Apa yang tersisa dari ini adalah hubungan yang retak secara signifikan, diselingi oleh fenomena reguler Penyesalan Howard, di mana Howard Webb berkeliling negara seperti biksu peziarah yang mencela diri sendiri, layar VAR raksasa diikatkan ke punggungnya, menawarkan penyesalan atas hal-hal buruk yang dilakukan pria. . Penolakan penalti Brighton. Kejadian aneh di Chelsea. Itu ketidakmampuan untuk menggambar garis dengan baik. Kedua sisi dari aliran ini kembali ke masalah dasar dengan sistem video: gagasan bahwa mungkin untuk memberikan wasit yang sepenuhnya “benar” dari peristiwa subyektif; ditambah tentu saja fakta bahwa orang yang menerapkan teknologi video adalah orang yang sama yang kesalahannya membuat teknologi video diperlukan sejak awal. Gagal lagi. Gagal dengan banyak kamera.

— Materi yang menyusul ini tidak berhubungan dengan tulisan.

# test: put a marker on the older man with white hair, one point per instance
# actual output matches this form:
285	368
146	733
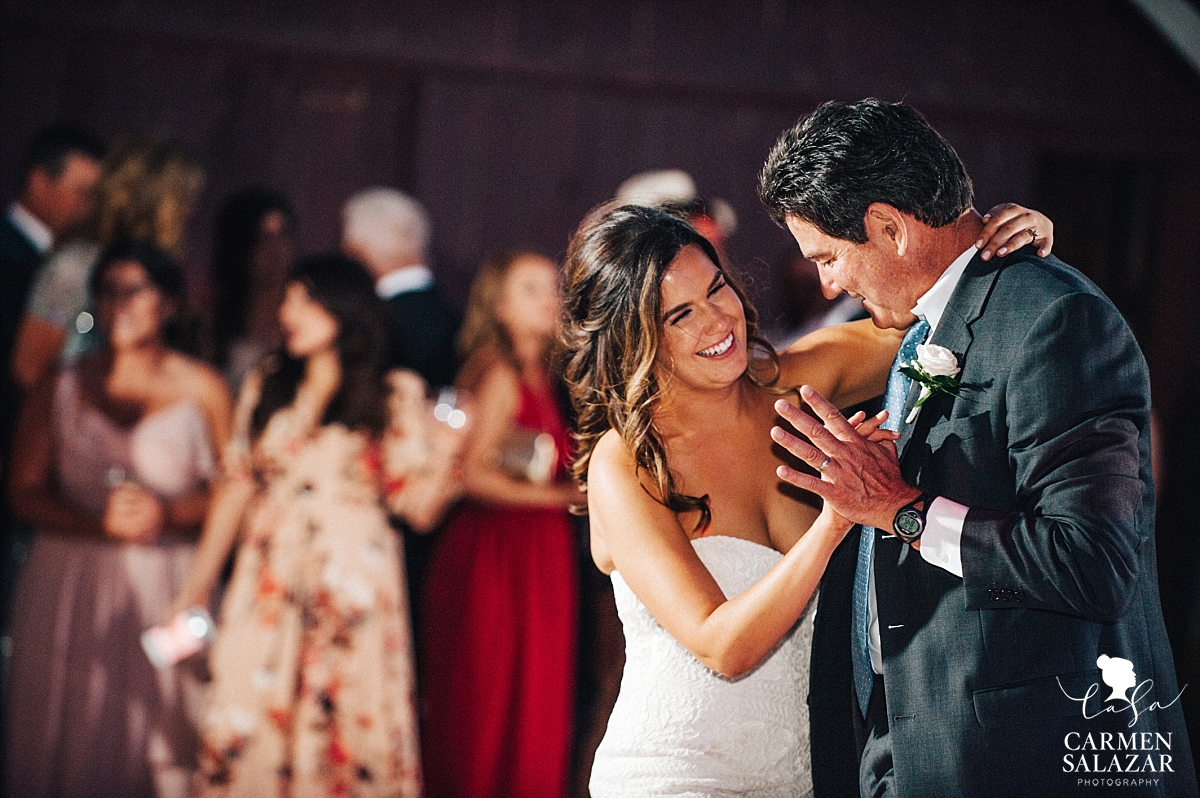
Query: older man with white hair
389	232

Menggabungkan kurangnya kompetensi ini dengan dunia kamera dan panel juri tersembunyi hanya menambahkan catatan teori konspirasi yang sangat tren ke dalam campuran, kecurigaan menutupi pantat, penutupan pangkat, perlindungan diri perguruan tinggi. Konsep kesalahan yang jujur telah menjadi usang. Tidak ada yang mempercayai siapa pun di sini. Ada permainan akhir yang ideal di sini, di mana GPS dan AI dapat digabungkan menjadi offside polisi, di mana intervensi VAR terbatas pada umpan paling dasar sebulan sekali, headbutt rahasia, bantuan kunci yang diberikan oleh Labrador yang menyerang lapangan.
Tapi benda ini ada di luar sana sekarang. Perilaku telah diubah, hubungan didefinisikan ulang secara halus. Tidak mengherankan bahwa di tengah-tengah ini kita mungkin mulai menabrak satu sama lain, bahwa orang-orang yang bersemangat dan kelelahan akan menarik dan mendorong dan melenguh dan sedikit tersesat dalam kebisingan dan panas.
Jadi Robertson mencengkeram bajunya, Hatzidakis bereaksi pada saat itu. Mereka berdua juga menjadi korban dalam eksperimen yang tidak direncanakan ini, diremukkan dan diterpa oleh tekanan baru yang aneh itu, konsekuensi yang tidak diinginkan dari sebuah teknologi yang tampaknya tidak dapat dikendalikan oleh siapa pun saat ini.